"The middle path: 'evidence-guided' development. Neither pure opinion nor pure data, but balancing human judgment with evidence. The key is not to obliterate human judgment but to supercharge it with evidence."
"Two metrics: a North Star (value delivered to users) AND a Top KPI (value captured by the business)"
Evidence from the Archive
Gmail, YouTube, Microsoft
Google+ consumed 1,000+ engineers over multiple years, built a division the size of Android, and was shut down in...
Google+ consumed 1,000+ engineers over multiple years, built a division the size of Android, and was shut down in 2019 -- opinion-based development at its most expensive
Worked inside Google during both its greatest product failure (Google+, 1,000+ engineers, shut down) and one of its greatest product successes (Gmail tabbed inbox) -- giving him firsthand experience of what happens when the same company uses opposite approaches. Their core argument: The middle path: 'evidence-guided' development. Neither pure opinion nor pure data, but balancing human judgment with evidence.
The evidence is specific: Google+ consumed 1,000+ engineers over multiple years, built a division the size of Android, and was shut down in 2019 -- opinion-based development at its most expensive. Furthermore, gmail tabbed inbox: Wizard of Oz test where users saw what appeared to be a working tabbed inbox, but emails were manually sorted behind the scenes to gather evidence cheaply. Gmail team's internal testing progression: own inboxes -> other Googlers -> external testers -> usability studies -> data mining -> full launch.
In Itamar Gilad's own words: "Every successful product company out there that you look at Amazon, Airbnb, anyone you will check, at least in their best periods they found a way to balance human judgment with evidence. They didn't try to obliterate human judgment and opinion just to supercharge them with evidence." (Articulating the core thesis of evidence-guided development.)
Gmail, YouTube, Microsoft
Google+ consumed millions of person-hours based on leadership conviction, failed, and was shut down in 2019
Gmail tabbed inbox was validated with a Wizard of Oz test (manually sorted emails behind a facade of HTML) before any real engineering
Former PM at Google who worked on both Google+ (a cautionary tale of opinion-driven development) and Gmail's tabbed inbox (a success story of evidence-guided development); now a product coach and author of Evidence-Guided. Their core argument: Being evidence-guided means matching the right type of evidence to the right decision stage -- not blindly applying A/B testing or blindly trusting intuition.

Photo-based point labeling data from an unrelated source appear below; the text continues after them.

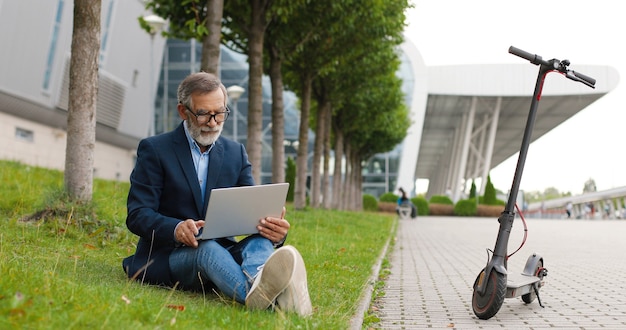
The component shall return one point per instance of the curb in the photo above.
(356, 323)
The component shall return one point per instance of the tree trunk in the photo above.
(278, 118)
(318, 148)
(338, 181)
(303, 141)
(211, 43)
(83, 94)
(255, 88)
(326, 188)
(347, 185)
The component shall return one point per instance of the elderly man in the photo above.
(170, 188)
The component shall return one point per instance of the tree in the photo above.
(590, 186)
(191, 19)
(83, 92)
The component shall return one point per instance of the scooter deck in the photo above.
(519, 284)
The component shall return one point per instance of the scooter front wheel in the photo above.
(488, 304)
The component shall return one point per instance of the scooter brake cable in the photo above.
(525, 231)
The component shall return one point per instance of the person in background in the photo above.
(170, 188)
(405, 202)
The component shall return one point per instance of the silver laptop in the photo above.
(237, 211)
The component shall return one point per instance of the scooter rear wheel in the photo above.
(530, 297)
(488, 304)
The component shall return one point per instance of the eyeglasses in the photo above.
(203, 118)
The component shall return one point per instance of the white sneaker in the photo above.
(296, 298)
(272, 279)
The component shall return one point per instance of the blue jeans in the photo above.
(226, 265)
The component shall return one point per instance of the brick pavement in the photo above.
(435, 261)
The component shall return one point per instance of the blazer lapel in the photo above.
(183, 153)
(216, 158)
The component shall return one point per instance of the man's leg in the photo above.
(211, 264)
(271, 270)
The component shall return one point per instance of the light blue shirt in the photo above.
(200, 160)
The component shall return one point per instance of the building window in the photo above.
(53, 46)
(24, 134)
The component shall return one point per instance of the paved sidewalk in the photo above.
(436, 259)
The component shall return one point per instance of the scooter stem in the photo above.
(498, 261)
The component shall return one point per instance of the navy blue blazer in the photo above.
(164, 190)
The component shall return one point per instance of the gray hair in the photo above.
(202, 82)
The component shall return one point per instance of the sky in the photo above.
(589, 145)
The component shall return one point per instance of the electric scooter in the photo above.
(494, 282)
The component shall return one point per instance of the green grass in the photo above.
(63, 270)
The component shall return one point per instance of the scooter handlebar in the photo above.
(537, 60)
(585, 79)
(533, 58)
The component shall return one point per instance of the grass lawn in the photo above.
(62, 270)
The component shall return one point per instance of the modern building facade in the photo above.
(461, 115)
(34, 80)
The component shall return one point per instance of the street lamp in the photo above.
(156, 24)
(234, 93)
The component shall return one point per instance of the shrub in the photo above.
(370, 203)
(440, 209)
(389, 197)
(290, 176)
(387, 207)
(422, 205)
(490, 193)
(465, 207)
(441, 199)
(473, 190)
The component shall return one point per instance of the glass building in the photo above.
(180, 58)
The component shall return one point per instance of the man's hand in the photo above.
(187, 230)
(274, 229)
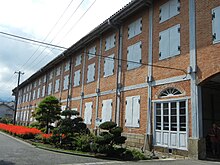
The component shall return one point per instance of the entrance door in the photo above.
(171, 124)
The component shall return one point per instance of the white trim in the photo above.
(171, 80)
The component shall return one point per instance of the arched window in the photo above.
(170, 92)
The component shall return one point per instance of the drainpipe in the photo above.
(148, 139)
(83, 77)
(98, 80)
(118, 82)
(69, 84)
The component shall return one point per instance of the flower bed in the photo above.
(21, 131)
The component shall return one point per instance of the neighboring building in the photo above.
(153, 68)
(7, 110)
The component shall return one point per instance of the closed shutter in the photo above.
(109, 66)
(216, 24)
(169, 10)
(91, 73)
(88, 113)
(92, 52)
(174, 40)
(135, 28)
(78, 60)
(77, 78)
(107, 110)
(164, 44)
(136, 111)
(134, 56)
(174, 7)
(128, 112)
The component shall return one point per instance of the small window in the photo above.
(170, 92)
(216, 25)
(110, 42)
(106, 110)
(49, 90)
(169, 10)
(57, 85)
(132, 113)
(88, 113)
(67, 66)
(109, 65)
(134, 56)
(43, 91)
(78, 60)
(135, 28)
(92, 53)
(58, 70)
(77, 78)
(169, 44)
(91, 73)
(66, 82)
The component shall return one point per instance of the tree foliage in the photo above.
(48, 111)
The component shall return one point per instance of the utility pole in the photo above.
(16, 94)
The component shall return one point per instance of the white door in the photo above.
(171, 124)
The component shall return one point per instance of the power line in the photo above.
(31, 40)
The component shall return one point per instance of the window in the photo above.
(169, 10)
(78, 60)
(88, 113)
(135, 28)
(92, 52)
(170, 92)
(34, 95)
(67, 66)
(44, 78)
(216, 24)
(38, 92)
(169, 44)
(51, 75)
(171, 124)
(58, 70)
(43, 91)
(57, 85)
(134, 55)
(109, 65)
(91, 73)
(49, 90)
(110, 42)
(132, 114)
(65, 82)
(77, 78)
(107, 110)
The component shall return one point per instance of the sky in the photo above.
(59, 22)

The evidence is specific: Google+ consumed millions of person-hours based on leadership conviction, failed, and was shut down in 2019. Furthermore, gmail tabbed inbox was validated with a Wizard of Oz test (manually sorted emails behind a facade of HTML) before any real engineering. Google missed WhatsApp and Snapchat opportunities while pouring resources into Google+ -- evidence of the cost of opinion-driven bets.
In Itamar Gilad's own words: "You fake it, you do a fake door test, you do a smoke test, Wizard of Oz tests. We used a lot of those in the tabbed inbox by the way, one of the first early versions was actually we showed the tabbed inbox working to people. But it wasn't really Gmail, it was just a facade of HTML." (Describing how the Gmail tabbed inbox was validated with scrappy evidence before committing engineering resources.)
Gmail, YouTube, Microsoft
Airbnb: nights booked as NSM reflecting value for both hosts and guests
WhatsApp: messages sent as NSM (value delivered), with monetization metrics tracked separately
Former product lead at Gmail, YouTube, and Microsoft. Now a product coach who has trained thousands of PMs. Author of Evidence-Guided. Their core argument: Two metrics always: a North Star Metric (value delivered to users) AND a Top KPI (value captured by the business), connected through metric trees.

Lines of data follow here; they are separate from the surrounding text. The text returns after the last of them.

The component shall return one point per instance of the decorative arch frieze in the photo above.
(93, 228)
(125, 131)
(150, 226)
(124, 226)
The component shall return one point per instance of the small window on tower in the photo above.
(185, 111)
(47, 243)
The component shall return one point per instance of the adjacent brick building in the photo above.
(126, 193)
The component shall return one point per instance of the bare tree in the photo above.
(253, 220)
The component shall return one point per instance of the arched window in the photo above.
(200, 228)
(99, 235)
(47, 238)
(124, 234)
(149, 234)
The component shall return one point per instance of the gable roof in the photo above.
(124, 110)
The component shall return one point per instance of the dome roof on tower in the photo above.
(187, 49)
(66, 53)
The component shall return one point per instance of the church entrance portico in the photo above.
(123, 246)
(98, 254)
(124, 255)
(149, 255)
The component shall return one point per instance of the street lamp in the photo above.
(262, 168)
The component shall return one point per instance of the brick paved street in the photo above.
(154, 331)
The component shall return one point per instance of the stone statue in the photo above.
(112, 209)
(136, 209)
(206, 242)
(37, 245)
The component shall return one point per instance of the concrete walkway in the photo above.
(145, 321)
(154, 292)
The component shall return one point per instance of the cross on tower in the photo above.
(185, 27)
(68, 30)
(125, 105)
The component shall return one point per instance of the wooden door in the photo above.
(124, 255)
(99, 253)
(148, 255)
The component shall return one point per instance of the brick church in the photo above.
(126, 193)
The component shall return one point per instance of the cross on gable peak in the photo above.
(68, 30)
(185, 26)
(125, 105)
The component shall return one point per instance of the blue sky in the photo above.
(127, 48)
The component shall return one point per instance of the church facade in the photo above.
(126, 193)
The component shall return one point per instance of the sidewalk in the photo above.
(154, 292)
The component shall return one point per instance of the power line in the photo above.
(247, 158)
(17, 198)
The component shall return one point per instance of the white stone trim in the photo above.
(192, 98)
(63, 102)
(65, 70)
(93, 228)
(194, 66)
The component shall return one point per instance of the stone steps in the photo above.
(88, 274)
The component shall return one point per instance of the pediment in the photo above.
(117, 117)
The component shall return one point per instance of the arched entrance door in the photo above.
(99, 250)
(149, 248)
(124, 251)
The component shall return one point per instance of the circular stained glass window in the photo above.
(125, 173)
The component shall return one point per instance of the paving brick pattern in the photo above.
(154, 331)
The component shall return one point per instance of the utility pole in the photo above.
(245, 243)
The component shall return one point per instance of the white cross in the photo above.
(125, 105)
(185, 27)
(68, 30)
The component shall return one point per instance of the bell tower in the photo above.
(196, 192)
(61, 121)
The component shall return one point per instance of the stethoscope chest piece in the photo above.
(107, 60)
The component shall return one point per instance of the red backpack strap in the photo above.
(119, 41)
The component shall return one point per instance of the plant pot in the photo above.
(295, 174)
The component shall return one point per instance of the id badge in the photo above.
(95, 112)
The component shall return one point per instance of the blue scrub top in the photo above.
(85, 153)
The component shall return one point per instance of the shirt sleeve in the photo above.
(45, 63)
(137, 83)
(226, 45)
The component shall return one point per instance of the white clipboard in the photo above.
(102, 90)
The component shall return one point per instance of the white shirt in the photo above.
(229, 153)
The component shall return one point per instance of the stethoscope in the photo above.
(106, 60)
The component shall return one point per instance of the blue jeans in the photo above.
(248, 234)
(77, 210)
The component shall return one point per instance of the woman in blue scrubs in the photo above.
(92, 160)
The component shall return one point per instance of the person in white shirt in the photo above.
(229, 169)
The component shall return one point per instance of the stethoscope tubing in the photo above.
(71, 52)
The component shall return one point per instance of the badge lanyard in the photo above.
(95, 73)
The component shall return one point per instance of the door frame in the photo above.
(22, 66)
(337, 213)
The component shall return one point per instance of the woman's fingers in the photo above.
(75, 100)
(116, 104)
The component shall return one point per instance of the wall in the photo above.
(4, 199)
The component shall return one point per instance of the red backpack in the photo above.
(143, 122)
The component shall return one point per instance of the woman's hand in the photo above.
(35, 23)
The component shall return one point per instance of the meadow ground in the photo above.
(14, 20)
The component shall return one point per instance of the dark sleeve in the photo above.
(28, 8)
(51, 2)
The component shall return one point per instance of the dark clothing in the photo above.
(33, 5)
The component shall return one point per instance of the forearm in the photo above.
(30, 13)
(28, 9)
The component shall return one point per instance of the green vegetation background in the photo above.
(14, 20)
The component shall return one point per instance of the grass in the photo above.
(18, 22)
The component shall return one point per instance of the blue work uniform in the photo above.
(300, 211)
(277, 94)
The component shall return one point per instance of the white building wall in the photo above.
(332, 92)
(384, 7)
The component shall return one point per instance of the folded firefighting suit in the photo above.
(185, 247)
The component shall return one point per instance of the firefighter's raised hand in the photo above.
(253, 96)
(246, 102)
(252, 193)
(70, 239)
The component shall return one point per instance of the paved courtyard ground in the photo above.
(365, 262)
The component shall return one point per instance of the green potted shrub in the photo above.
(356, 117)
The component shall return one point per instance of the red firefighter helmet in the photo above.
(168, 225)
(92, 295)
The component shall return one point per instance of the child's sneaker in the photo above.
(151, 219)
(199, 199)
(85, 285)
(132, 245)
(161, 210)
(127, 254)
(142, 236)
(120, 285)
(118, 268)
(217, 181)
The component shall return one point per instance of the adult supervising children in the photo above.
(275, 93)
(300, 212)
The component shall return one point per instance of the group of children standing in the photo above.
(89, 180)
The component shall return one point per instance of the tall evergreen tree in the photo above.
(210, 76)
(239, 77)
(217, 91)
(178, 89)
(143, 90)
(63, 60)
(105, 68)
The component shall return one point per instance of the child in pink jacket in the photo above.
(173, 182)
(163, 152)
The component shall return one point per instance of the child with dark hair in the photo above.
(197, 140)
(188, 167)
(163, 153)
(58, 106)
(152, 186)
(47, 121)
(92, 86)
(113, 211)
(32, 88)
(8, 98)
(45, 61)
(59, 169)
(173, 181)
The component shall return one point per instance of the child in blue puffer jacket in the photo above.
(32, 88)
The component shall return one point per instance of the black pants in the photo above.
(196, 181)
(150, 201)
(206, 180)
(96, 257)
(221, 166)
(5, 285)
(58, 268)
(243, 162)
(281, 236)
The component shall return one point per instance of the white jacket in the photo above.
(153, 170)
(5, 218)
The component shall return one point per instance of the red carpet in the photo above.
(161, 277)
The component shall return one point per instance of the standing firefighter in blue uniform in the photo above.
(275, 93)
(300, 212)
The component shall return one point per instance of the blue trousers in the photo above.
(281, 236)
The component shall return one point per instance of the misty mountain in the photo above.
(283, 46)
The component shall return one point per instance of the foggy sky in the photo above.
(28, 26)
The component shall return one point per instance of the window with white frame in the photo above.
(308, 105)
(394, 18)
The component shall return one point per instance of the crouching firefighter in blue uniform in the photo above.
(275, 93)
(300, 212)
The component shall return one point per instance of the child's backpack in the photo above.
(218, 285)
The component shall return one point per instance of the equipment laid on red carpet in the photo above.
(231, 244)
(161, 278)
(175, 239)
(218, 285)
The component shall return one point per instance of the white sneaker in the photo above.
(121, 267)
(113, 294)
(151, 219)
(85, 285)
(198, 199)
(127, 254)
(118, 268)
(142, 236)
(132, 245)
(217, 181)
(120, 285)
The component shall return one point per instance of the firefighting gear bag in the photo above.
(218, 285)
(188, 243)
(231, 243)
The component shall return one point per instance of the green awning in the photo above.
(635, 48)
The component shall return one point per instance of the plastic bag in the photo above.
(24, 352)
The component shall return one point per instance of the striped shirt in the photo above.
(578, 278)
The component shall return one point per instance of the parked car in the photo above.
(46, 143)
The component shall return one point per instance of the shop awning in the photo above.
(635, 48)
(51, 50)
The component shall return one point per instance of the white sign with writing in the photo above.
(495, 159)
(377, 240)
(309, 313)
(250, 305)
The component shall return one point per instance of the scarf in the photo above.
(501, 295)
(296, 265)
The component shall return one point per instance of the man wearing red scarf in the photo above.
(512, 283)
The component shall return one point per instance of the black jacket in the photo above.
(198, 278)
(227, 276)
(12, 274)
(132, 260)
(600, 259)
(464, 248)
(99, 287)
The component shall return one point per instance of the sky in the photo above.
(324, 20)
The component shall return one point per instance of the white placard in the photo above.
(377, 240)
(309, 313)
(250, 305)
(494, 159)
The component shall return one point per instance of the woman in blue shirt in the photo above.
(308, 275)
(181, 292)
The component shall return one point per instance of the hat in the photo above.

The evidence is specific: WhatsApp: messages sent as NSM (value delivered), with monetization metrics tracked separately. Furthermore, airbnb: nights booked as NSM reflecting value for both hosts and guests. Amplitude: weekly active learning users -- users who found an insight valuable enough to share with two other users.
In Itamar Gilad's own words: "The North Star metric measures how much value we create for the market. For example, let's take WhatsApp. WhatsApp for a very long time measured messages sent because every message sent is a little incremental of value for the sender, the receiver." (Distinguishing the true NSM (value delivered) from what most companies call their NSM.)